Dal punto di vista formale, il “milestone” del PNRR (identificato dal codice M1C1-35) consiste nel raggiungimento di una riduzione (non quantificata) dei ricorsi in Cassazione e una velocizzazione generale del processo (anch’essa priva di quantificazione). L’obiettivo è l’approvazione entro il quarto trimestre del 2022 della legge di riforma e la pubblicazione di eventuali norme attuative entro la fine del 2023. Questi obiettivi sono stati raggiunti. Tuttavia, è evidente che la professionalizzazione dei giudici è un processo che richiederà molto tempo in quanto si può certo fare a meno del contributo dei giudici attuali. Analogamente la creazione di una banca dati delle sentenze accessibile al cittadino richiederà parecchio tempo, anche perché si ritiene che, per rispetto della privacy, le sentenze debbano essere rese anonime.[5]

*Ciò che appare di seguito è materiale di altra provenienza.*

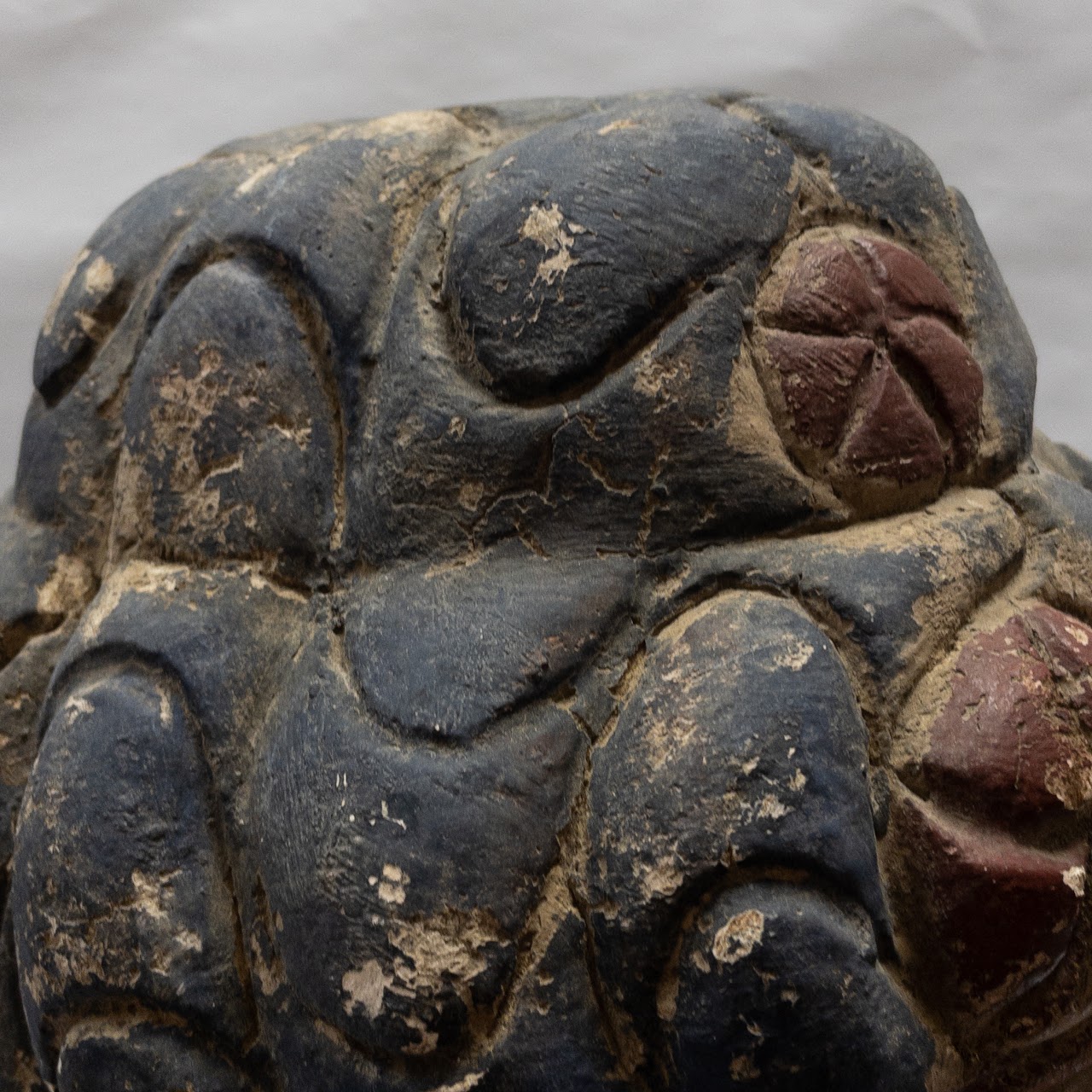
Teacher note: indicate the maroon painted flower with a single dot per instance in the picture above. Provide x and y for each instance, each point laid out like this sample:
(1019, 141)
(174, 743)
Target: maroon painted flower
(860, 351)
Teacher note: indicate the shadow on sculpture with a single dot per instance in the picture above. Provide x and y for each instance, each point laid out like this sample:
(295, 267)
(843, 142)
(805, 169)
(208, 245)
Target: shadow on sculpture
(545, 597)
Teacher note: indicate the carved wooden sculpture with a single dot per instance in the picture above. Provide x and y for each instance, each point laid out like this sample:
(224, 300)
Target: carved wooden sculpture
(546, 597)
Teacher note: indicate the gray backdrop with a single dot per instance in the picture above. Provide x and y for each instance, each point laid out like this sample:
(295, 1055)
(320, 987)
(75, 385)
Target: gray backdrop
(97, 97)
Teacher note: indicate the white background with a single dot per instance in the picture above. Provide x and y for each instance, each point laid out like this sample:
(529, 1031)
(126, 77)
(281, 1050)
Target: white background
(97, 97)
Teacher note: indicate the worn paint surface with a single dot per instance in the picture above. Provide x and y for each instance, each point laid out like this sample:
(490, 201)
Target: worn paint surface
(545, 597)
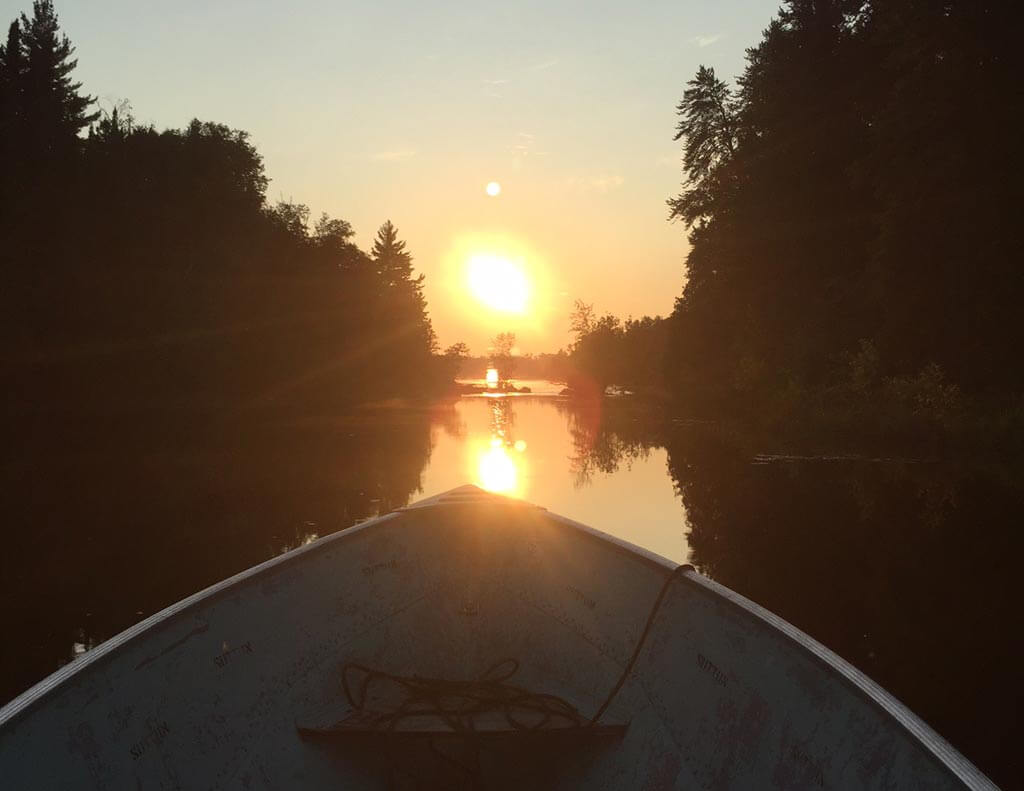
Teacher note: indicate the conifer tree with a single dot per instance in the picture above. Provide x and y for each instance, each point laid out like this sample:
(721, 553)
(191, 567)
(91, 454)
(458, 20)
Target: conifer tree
(393, 262)
(54, 111)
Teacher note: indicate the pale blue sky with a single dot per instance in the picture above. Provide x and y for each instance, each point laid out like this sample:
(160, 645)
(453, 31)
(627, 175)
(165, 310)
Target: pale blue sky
(404, 111)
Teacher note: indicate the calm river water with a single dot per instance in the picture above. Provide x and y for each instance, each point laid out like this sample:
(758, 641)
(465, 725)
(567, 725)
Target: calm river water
(908, 569)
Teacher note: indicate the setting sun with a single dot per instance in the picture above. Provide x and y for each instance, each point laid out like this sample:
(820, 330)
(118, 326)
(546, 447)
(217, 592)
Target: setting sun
(498, 282)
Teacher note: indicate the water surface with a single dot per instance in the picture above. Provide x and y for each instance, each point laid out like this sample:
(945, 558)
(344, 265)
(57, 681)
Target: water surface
(907, 568)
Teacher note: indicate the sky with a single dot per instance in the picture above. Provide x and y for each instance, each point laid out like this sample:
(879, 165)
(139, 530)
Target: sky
(406, 111)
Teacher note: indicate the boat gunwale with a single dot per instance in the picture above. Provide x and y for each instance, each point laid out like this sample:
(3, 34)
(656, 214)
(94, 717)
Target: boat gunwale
(469, 496)
(947, 755)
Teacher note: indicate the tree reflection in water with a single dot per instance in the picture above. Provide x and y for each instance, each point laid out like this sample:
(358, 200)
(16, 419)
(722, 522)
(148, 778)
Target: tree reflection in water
(904, 568)
(605, 435)
(501, 465)
(107, 524)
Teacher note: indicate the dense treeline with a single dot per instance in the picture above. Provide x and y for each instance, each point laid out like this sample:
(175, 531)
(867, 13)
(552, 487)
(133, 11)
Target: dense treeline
(607, 350)
(852, 210)
(852, 206)
(145, 266)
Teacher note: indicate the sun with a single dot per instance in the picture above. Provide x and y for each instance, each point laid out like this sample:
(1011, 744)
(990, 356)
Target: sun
(498, 282)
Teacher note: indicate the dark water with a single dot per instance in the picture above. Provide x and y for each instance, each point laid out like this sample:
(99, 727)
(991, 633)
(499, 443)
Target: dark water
(908, 569)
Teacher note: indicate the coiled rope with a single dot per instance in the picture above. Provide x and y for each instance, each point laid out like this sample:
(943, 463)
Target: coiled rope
(459, 702)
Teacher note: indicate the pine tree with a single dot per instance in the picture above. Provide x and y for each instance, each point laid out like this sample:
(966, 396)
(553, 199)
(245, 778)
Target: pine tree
(54, 111)
(393, 262)
(11, 77)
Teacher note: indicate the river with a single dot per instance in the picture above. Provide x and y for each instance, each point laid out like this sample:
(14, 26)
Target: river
(907, 568)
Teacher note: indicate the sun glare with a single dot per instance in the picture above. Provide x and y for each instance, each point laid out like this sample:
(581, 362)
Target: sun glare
(499, 283)
(498, 471)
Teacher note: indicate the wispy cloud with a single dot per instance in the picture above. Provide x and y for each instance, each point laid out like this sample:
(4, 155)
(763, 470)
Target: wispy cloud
(706, 40)
(395, 155)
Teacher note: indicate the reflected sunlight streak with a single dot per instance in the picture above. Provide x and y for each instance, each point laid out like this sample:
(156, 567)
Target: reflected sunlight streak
(498, 471)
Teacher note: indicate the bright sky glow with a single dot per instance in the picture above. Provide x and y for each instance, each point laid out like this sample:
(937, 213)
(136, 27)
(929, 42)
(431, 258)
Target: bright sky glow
(498, 283)
(401, 110)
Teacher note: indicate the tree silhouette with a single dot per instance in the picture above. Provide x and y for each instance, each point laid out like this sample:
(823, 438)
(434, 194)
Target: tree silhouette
(54, 112)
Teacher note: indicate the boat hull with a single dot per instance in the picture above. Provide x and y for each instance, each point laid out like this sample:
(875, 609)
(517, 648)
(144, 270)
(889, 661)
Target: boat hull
(723, 694)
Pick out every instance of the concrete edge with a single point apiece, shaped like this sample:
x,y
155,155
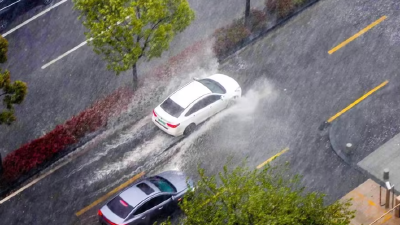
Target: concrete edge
x,y
263,33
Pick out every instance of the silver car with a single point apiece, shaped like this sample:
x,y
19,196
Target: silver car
x,y
146,201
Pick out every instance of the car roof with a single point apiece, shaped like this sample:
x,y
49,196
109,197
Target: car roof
x,y
133,195
189,93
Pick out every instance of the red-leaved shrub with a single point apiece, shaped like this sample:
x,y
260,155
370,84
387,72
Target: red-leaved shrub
x,y
31,155
40,150
271,5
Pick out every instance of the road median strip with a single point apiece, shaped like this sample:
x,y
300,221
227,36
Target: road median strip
x,y
109,194
258,167
352,38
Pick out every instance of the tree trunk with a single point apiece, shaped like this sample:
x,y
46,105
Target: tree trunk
x,y
1,166
135,78
247,14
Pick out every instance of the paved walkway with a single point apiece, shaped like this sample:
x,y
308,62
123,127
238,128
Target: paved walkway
x,y
386,156
366,203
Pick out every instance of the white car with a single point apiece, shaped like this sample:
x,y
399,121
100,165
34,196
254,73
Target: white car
x,y
194,103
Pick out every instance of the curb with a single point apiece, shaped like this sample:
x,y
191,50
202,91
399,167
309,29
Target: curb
x,y
259,34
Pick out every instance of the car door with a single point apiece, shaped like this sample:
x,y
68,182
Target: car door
x,y
216,105
146,213
197,114
166,207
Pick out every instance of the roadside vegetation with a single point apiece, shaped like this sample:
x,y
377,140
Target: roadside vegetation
x,y
232,36
11,93
124,31
266,196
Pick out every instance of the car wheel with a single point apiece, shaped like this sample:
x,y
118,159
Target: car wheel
x,y
189,129
46,2
3,24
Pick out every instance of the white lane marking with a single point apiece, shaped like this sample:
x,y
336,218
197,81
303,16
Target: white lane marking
x,y
76,48
34,17
65,54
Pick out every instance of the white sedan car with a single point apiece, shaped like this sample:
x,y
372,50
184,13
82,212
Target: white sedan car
x,y
194,103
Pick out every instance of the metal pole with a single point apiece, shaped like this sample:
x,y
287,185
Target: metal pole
x,y
386,178
247,14
387,198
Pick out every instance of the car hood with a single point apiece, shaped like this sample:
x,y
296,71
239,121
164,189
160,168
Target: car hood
x,y
178,179
107,213
227,82
164,115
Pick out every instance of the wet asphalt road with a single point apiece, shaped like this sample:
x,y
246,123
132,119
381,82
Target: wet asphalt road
x,y
292,86
72,84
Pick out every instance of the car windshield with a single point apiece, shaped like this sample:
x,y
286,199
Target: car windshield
x,y
214,86
172,108
119,207
162,184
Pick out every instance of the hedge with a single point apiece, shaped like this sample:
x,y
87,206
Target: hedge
x,y
31,155
38,151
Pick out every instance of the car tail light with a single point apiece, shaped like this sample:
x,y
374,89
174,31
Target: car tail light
x,y
173,126
111,223
123,203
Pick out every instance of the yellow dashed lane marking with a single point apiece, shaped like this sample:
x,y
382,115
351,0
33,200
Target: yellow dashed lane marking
x,y
344,43
357,101
272,158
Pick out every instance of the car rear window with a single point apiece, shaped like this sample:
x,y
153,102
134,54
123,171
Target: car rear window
x,y
162,184
119,207
145,188
214,86
172,108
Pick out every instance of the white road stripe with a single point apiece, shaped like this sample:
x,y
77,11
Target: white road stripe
x,y
34,17
75,48
65,54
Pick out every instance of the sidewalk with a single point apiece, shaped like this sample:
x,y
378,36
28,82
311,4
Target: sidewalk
x,y
386,156
365,200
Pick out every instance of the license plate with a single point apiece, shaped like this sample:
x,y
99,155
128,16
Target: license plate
x,y
159,120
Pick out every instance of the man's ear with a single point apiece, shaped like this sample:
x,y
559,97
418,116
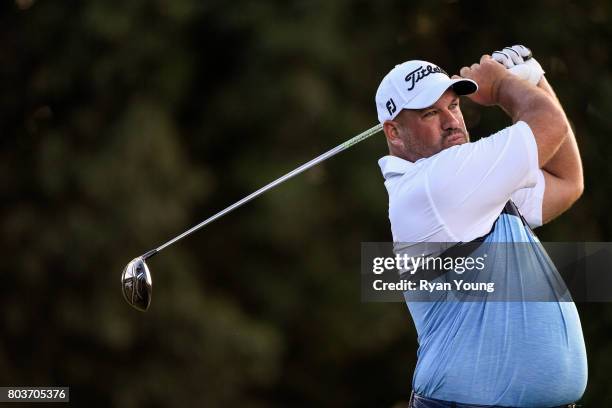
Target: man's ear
x,y
391,129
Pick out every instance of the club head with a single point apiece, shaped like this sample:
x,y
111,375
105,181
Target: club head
x,y
136,284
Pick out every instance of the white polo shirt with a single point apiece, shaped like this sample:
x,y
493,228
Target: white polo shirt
x,y
457,194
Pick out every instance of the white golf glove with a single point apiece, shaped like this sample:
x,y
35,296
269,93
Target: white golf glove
x,y
519,61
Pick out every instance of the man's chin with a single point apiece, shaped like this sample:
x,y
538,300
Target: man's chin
x,y
455,140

I dati sulla giustizia tributaria

Mostriamo di seguito i dati disponibili sulla efficienza della Giustizia Tributaria. Premettiamo però che, con poche eccezioni, i dati disponibili si fermano al 2022 ed è dunque difficile vedere l’effetto di una riforma approvata ad agosto del 2022. I pochi dati disponibili sul 2023 non mostrano miglioramento alcuno, ma forse sono anch’essi troppo ravvicinati perché si possa vedere un qualche effetto della riforma. Dunque, i dati servono a vedere se ci sono già in atto tendenze al miglioramento, anche perché i problemi sollevati nel PNRR erano ben noti da tempo, e in ogni caso sottolineano l’importanza e l’urgenza di dare attuazione effettiva alla riforma.

L’efficienza dei procedimenti

Iniziamo dai ricorsi pendenti in Cassazione, il principale obiettivo del PNRR. Come si vede dalla Fig. 1, i ricorsi pendenti (ossia quelli ancora senza esito) in Cassazione, sebbene diminuiti dal 2020, restano ancora un numero straordinariamente elevato: 44.940 a fine 2022.

Miglioramenti più consistenti riguardano i procedimenti pendenti presso Corti di Tributarie di primo grado. Non si riscontra invece alcuna tendenza al miglioramento nelle corti di secondo grado (Fig. 2).

Nel 2022 i pendenti in primo grado si attestano a 158.933 (-69 per cento circa rispetto al 2013). I pendenti in secondo grado (110.876 nel 2022), invece, non mostrano alcuna tendenza decrescente. I dati più aggiornati arrivano al settembre 2023 e mostrano un’inversione di tendenza in primo grado: nel periodo gennaio-settembre 2023 i ricorsi definiti (83.294) superano i pervenuti (105.898) di ben 22.604 unità. Migliora invece leggermente il secondo grado con un numero di definiti che supera quello dei pervenuti di 9.184 unità.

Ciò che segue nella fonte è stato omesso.